November 26, 2009 at 12:11 pm
Today's post is a guest post from my friend Heena. Heena is a Toronto lawyer who was "restructured" earlier in 2009.
When Donald Trump utters the words “Your Fired”, it makes for must-see t.v., but when your boss says, “We no longer require your services”, it’s a whole different ball game. This is exactly the situation I found myself in five months ago. I have to admit, I didn’t see it coming and the whole scenario seemed a bit surreal as I sat there, with a VP, HR and outplacement services. Once I peeled myself off the floor, consulted my lawyer and negotiated a severance package I was left with the daunting task of reconciling my feelings of hurt and anger over the loss of my job.
To put things in perspective, you probably need to know a bit about me. At age 34, I’m a successful professional woman with a condo in a swish area of Toronto, with a mortgage, student loans and other financial responsibilities of the typical 30 something set. I live a pretty good life, I like to vacation, eat out, shop and go for cocktails. Not quite the ‘Sex in the City’ life but certainly a watered down version. So being the sole income earner in a family of one, was going to throw this ‘girl about town’s’ life on its ear.
The first step was to deal with the anger. I needed to vent and vent I did. Confiding in my close knit circle of friends, I cursed, yelled and cried, until I was emotionally spent. Then I stepped back and looked at this situation for what it really was, an opportunity. As my friends reminded me, I had not been happy at my job for quite a while but had remained there out of complacency. I had been half-heartedly looking for other jobs, but I had become trapped in the comfort of familiarity and a steady paycheck. Not to mention the recent global economic melt-down had me nervous about making any risky moves.

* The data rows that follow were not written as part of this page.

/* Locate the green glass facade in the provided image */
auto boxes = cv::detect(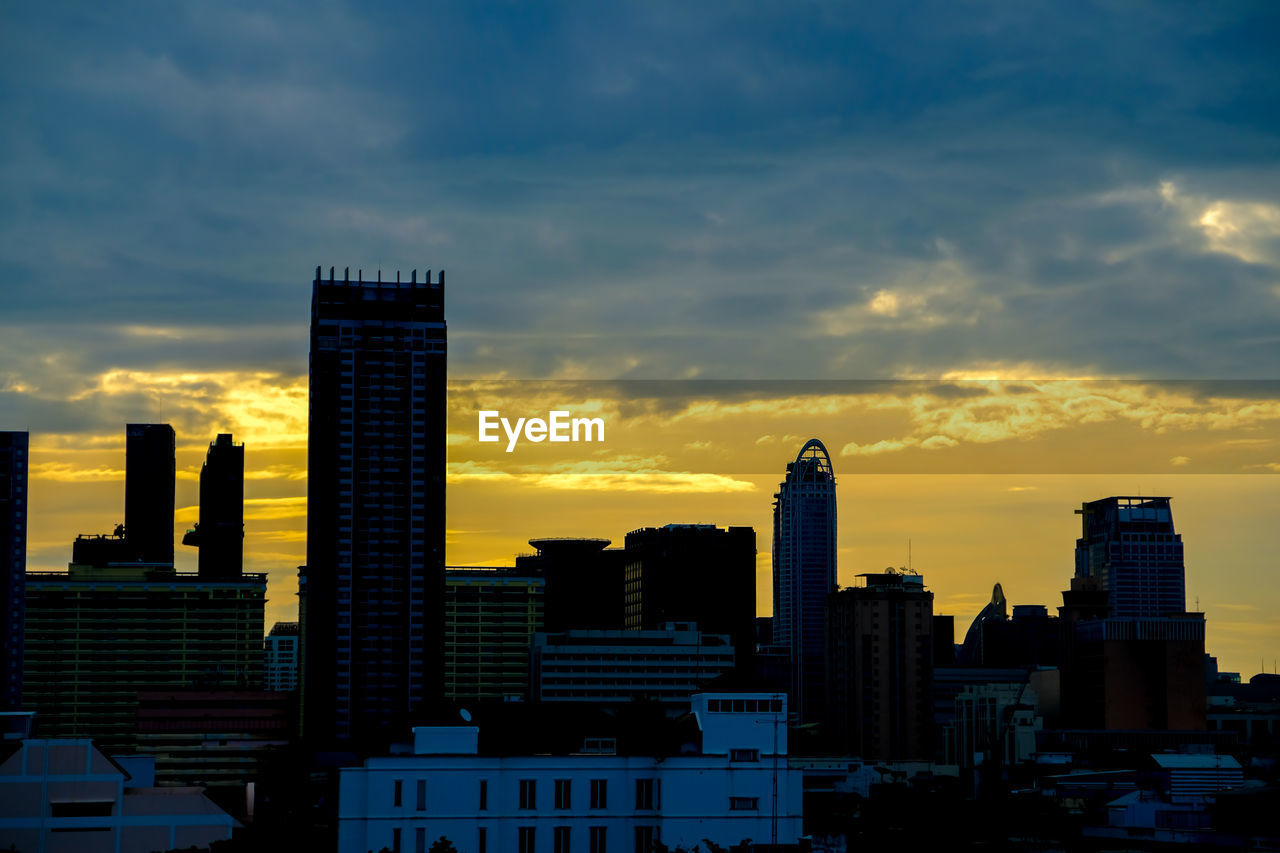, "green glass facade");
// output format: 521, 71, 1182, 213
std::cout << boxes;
444, 569, 543, 701
23, 564, 266, 751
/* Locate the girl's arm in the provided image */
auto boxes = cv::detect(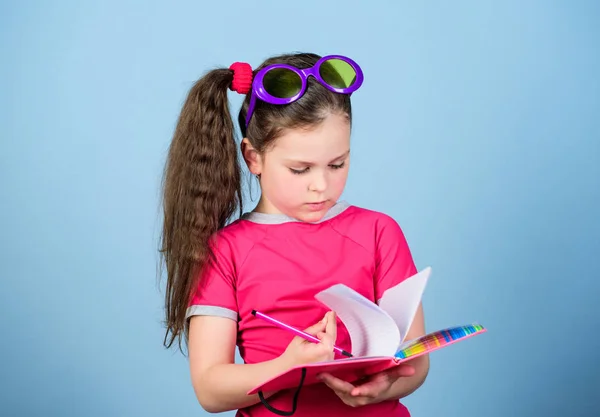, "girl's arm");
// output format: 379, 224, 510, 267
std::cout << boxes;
388, 303, 429, 400
189, 316, 289, 413
189, 313, 337, 413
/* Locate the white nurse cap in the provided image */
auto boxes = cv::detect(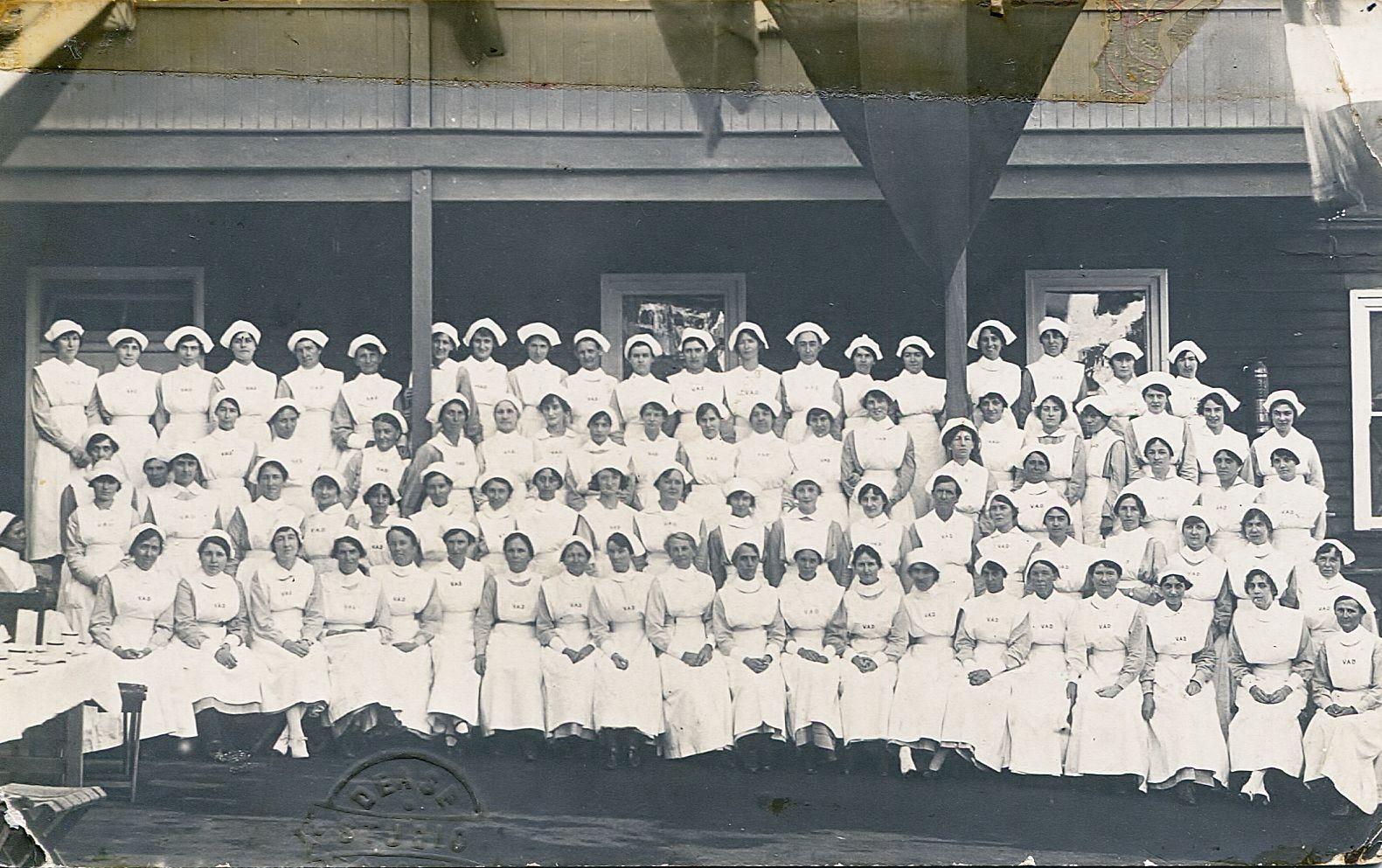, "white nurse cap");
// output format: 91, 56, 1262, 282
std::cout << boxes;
1037, 316, 1070, 340
221, 319, 262, 350
163, 326, 216, 352
1104, 337, 1142, 361
678, 329, 714, 350
1267, 388, 1304, 416
1075, 394, 1114, 416
844, 335, 883, 361
1137, 371, 1176, 395
43, 319, 86, 344
623, 335, 662, 357
787, 321, 830, 345
105, 329, 149, 352
466, 316, 509, 347
288, 329, 330, 351
1199, 387, 1242, 413
730, 321, 768, 350
433, 322, 460, 345
345, 335, 388, 358
426, 391, 470, 424
371, 409, 407, 434
968, 319, 1017, 350
1170, 340, 1209, 365
518, 322, 561, 347
895, 335, 935, 358
571, 329, 609, 352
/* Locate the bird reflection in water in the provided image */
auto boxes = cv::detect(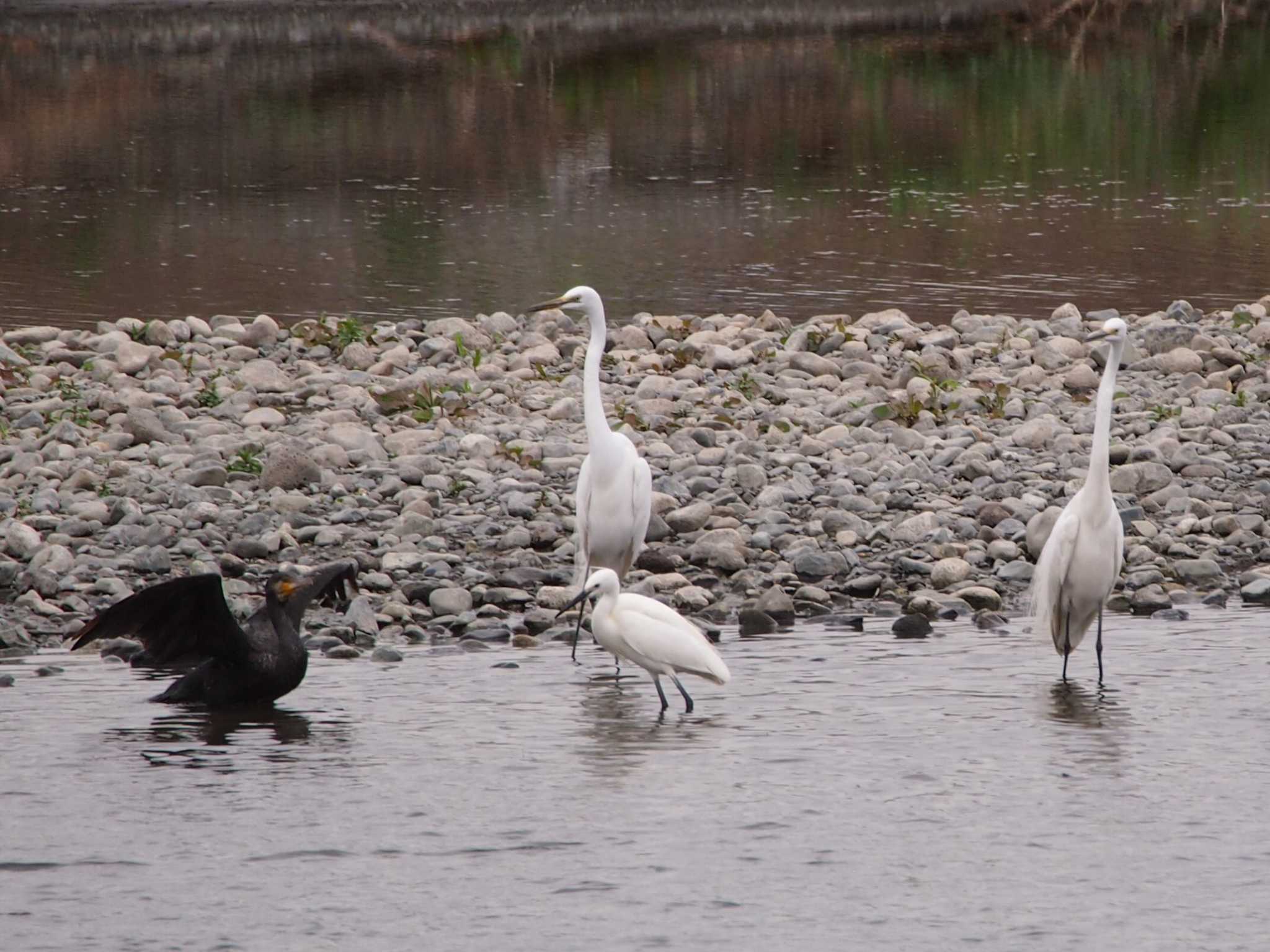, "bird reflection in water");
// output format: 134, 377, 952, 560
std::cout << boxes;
99, 705, 349, 769
1047, 680, 1130, 762
578, 679, 722, 780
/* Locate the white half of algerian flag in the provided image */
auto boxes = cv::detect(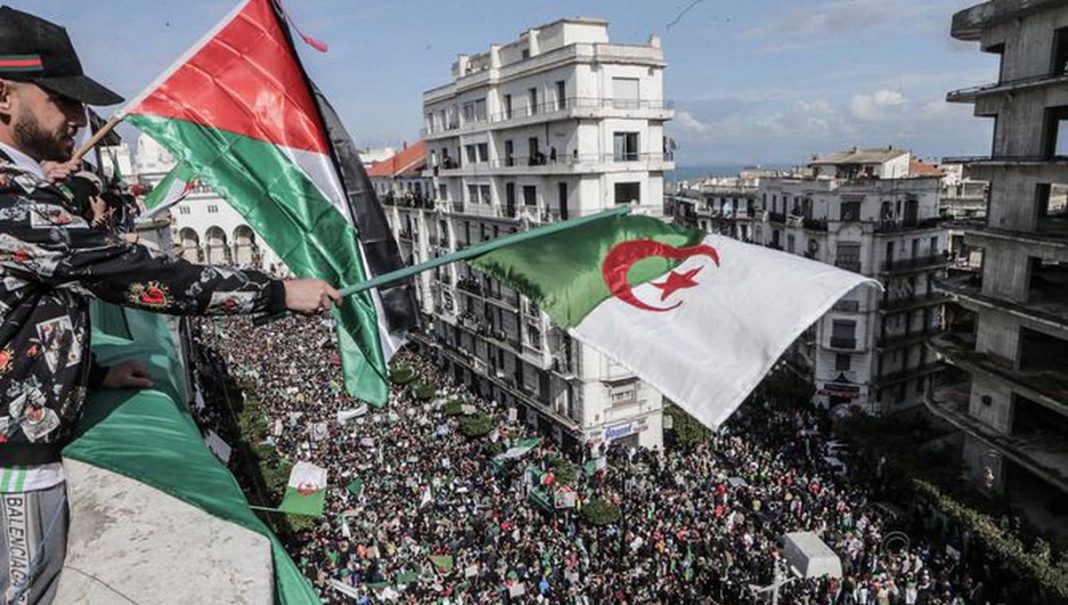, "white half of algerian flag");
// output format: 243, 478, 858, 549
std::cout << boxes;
278, 462, 327, 516
144, 161, 197, 217
471, 216, 877, 429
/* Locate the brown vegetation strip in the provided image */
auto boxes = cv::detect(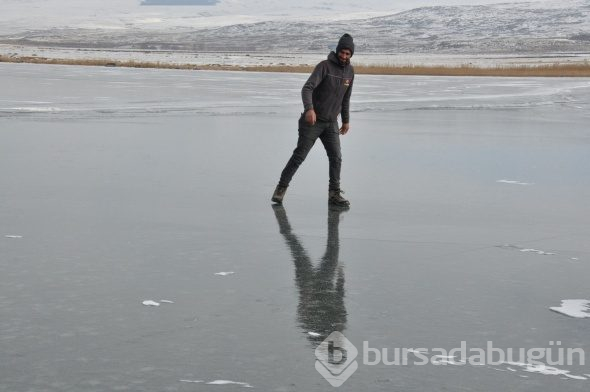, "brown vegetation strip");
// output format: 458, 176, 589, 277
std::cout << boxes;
0, 55, 590, 77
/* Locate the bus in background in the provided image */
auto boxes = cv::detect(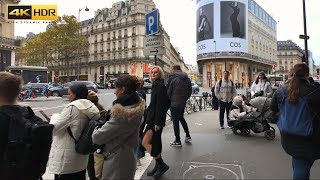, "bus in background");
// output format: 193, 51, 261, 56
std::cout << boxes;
6, 66, 51, 84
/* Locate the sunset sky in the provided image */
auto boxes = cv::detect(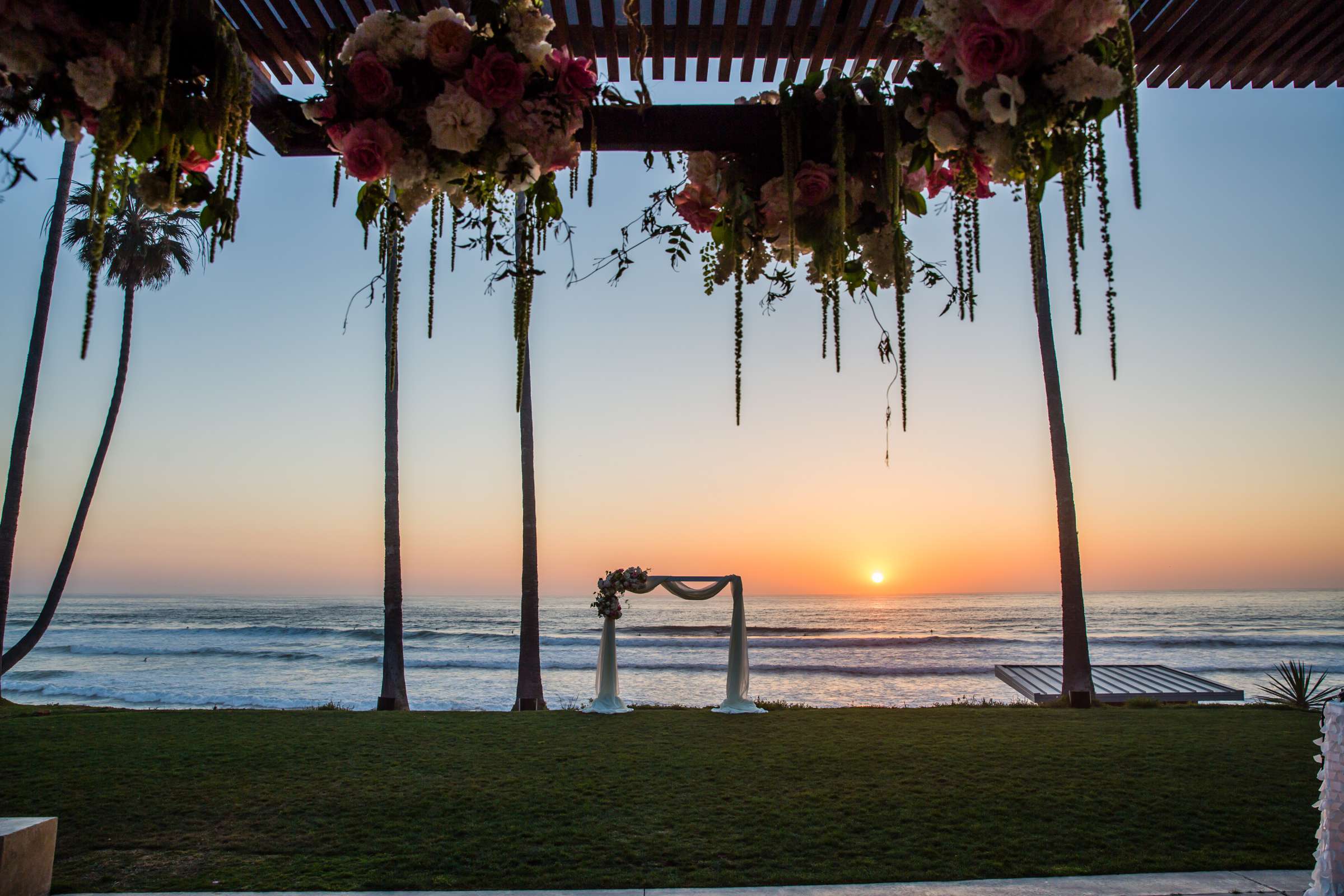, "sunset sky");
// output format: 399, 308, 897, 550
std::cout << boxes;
0, 75, 1344, 595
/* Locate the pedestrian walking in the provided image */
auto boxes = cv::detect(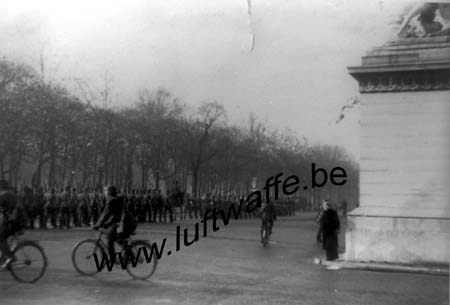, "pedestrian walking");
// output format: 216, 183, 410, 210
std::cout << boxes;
320, 200, 340, 261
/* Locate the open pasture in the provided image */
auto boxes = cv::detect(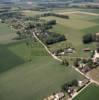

So here I was, not of my own free-will but forced to face my career dissatisfaction head on. I let go of any feelings of inadequacy and blame and prepared a plan for moving forward. With the help of a career counselor I took stock of all of the things I didn’t like about my previous jobs, identified my key strengths and weaknesses and made a list of my interests. From there, I narrowed down my career options to four different paths and assessed their suitability by comparing pros and cons.
Once I decided on the top two options, I started doing some research and tapped into my network to see if anyone I knew was doing those jobs currently and met with them to do a bit of informational interviewing. I also met with everyone I knew to let them know that I was looking and told them exactly what I was interested in. Through networking and conventional means of job searching, I have had 7 interviews and am confident that I will land something very soon.
Being out of work is a very stressful time and it can often be difficult to remain motivated and positive. My experience has been not to fake it. If you’re having a bad day, give in to the bad day. Here are a few tips to make it through the rough patches:
- Treat yourself – “food is love”- sometimes it’s ok to indulge in that burger or piece of chocolate.
- Don’t feel guilty for not spending 24/7 in front of the computer searching for jobs - go for a walk or window shop to get some fresh air
- Stay connected with friends and family - you may have to be more frugal about spending money but that doesn’t mean you can’t go out for coffee or invite people over for a glass of wine.
- Get into an exercise routine and make sure you eat well most of the time - this will energize you and keep you in a positive head space.
- Pick up old hobbies or start a new one
- Organize your day so that you are doing a variety of activities - get started on small projects you’ve been meaning to get to but just haven’t had the time
- Ask for help - if you don’t have anyone to talk to and the stress is getting the better of you, speak with your doctor or get a counselor. We all need help sometimes and it is not a weakness to ask for it. Losing a job is right up there on the stress scale with divorce and death.
Remember, losing your job is not the end of the world. If you take this time to figure out what you really want out of life, chances are, you will end up in a much better place than where you began.